Pada masa penguasaan Arab, Tbilisi berkembang menjadi pusat perdagangan antara dunia Muslim dan Eropa Utara. Tbilisi juga berfungsi sebagai daerah penyangga berhadapan dengan kekuasaan Kekaisaran Romawi Timur dan Bangsa Khazar. Dari waktu ke waktu, penduduk Tbilisi mulai berganti agama menjadi Islam.
Dinasti Timuriyah
Antara tahun 1386 dan 1404, Georgia menjadi subyek penyerangan Tamerlane yang mengontrol dinasti dengan kekuasaan dari Asia Tengah hingga Anatolia. Pada penyerangan pertama dari paling tidak tujuh penyerangan, Tamerlane merampok Tbilisi dan menangkap raja Bagrat V pada tahun 1386. Pada tahun 1401, Tamerlane kembali menyerang Kaukasus. Raja Georgia akhirnya mengadakan perdamaian dengan Tamerlane, yang menyetujuinya karena dia berharap untuk membekukan konflik di Georgia sementara dia bersiap-siap dalam pertempuran melawan Kesultanan Utsmaniyah.[5]
Dinasti Safawiyah dan Kesultanan Utsmaniyah
Dinasti Safawiyah dan Kesultanan Utsmaniyah terlibat dalam konflik berkepanjangan tentang kendali dan pengaruh atas daerah Kaukasus. Dari abad ke-16 hingga 18, Safawiyah harus menghadapi beberapa kerajaan dan kepangeranan independen karena status Georgia yang belum disatukan. Safawiyah sebagian besar mengendalikan daerah timur (kerajaan Kartli dan Kakheti) dan selatan (kerajaan Samtskhe-Saatabago), sementara Georgia Barat dikendalikan oleh Utsmaniyah. Kerajaan-kerajaan independen ini menjadi negara bawahan Persia setelah tahun 1518.
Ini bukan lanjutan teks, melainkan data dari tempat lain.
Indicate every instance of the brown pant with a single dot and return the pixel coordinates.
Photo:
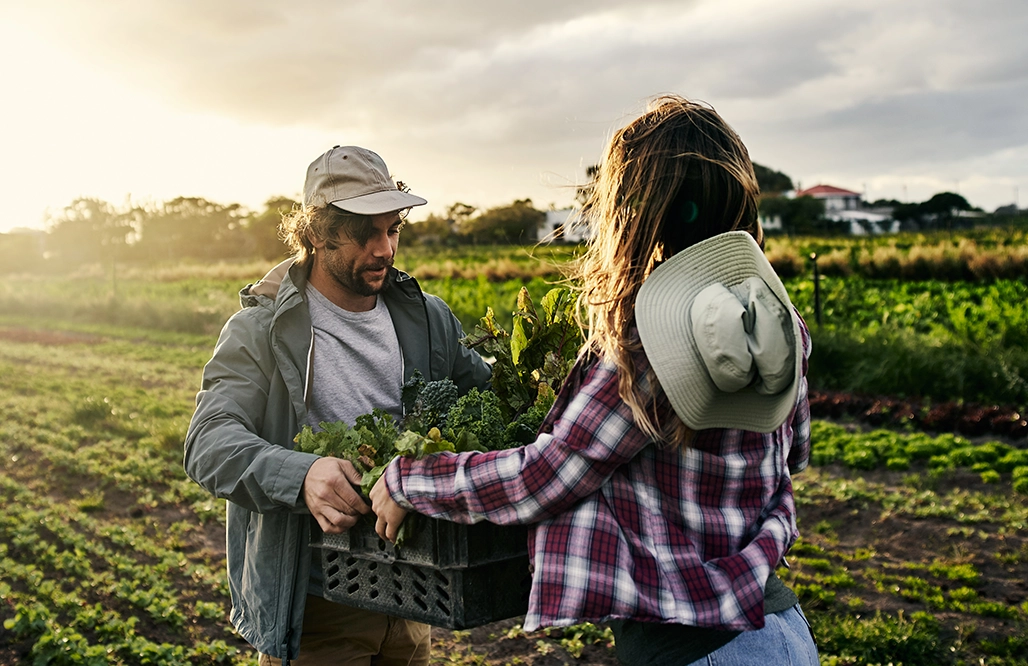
(340, 635)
Pada 29 Mei 1555, Safawiyah dan Utsmaniyah menyimpulkan perjanjian yang membagi Kaukasus Selatan menjadi dua: Georgia Barat dan daerah barat Georgia Selatan jatuh pada tangan Utsmaniyah, sementara Georgia Timur dan bagian timur Georgia Selatan dikendalikan oleh Safawiyah. Pada tahun 1703, raja Vakhtang VI menjadi penguasa kerajaan Kartli. Ia berganti agama menjadi Islam pada tahun 1716 dan ditetapkan sebagai raja Kartli oleh penguasa Safawiyah, namun setelah diperintahkan untuk menghentikan operasi militer, ia beralih sisi dengan Kekaisaran Rusia. Walau begitu, Rusia gagal untuk mengirimkan bala tentara kepada raja Vakhtang.
Demografi
Agama di Georgia (2002)
Kristen Ortodoks Georgia (82.1%)
Islam (9.9%)
Gereja Apostolik Armenia (5.7%)
Gereja Katolik Roma (0.8%)
Yahudi (0.1%)
Lain-lain (1.4%)
Muslim membentuk dari 9,9% hingga 10-13% jumlah penduduk Georgia. Ada dua kelompok besar Muslim di Georgia. Etnis Muslim Georgia adalah Muslim SunniHanafi yang terkonsentrasi di Republik Otonomi Ajaria Georgia berbatasan dengan Turki. Sedangkan etnis Muslim Azerbaijan didominasi oleh Muslim Syi'ah Imam Dua Belas yang terkonsentrasi di perbatasan dengan Armenia dan Azerbaijan. Walau begitu, ada pula minoritas penganut Islam yang termasuk dalam kelompok etnis Kaukasus Selatan lain, seperti Bangsa Ossetia, Bangsa Armenia, dan Bangsa Yunani Pontus (dibagi antara Kaukasus Yunani dan Urum berbahasa Turki), semuanya keturunan penganut Kristen Ortodoks yang mengganti agamanya menjadi Islam Turki pada zaman Kesultanan Utsmaniyah. Banyak Muslim Georgia yang didefinisikan sebagai 'Utsmaniyah' setelah Ekspedisi Kaukasus Lala Mustafa Pasha yang berakhir pada penaklukan wilayah Georgia oleh Utsmaniyah pada tahun 1570-an sebenarnya mempunyai leluhur dari etnis Armenia dan Yunani Pontus dari daerah Anatolia timur laut yang menjadi mualaf, salah satu contoh yaitu Reşid Mehmed Pasha.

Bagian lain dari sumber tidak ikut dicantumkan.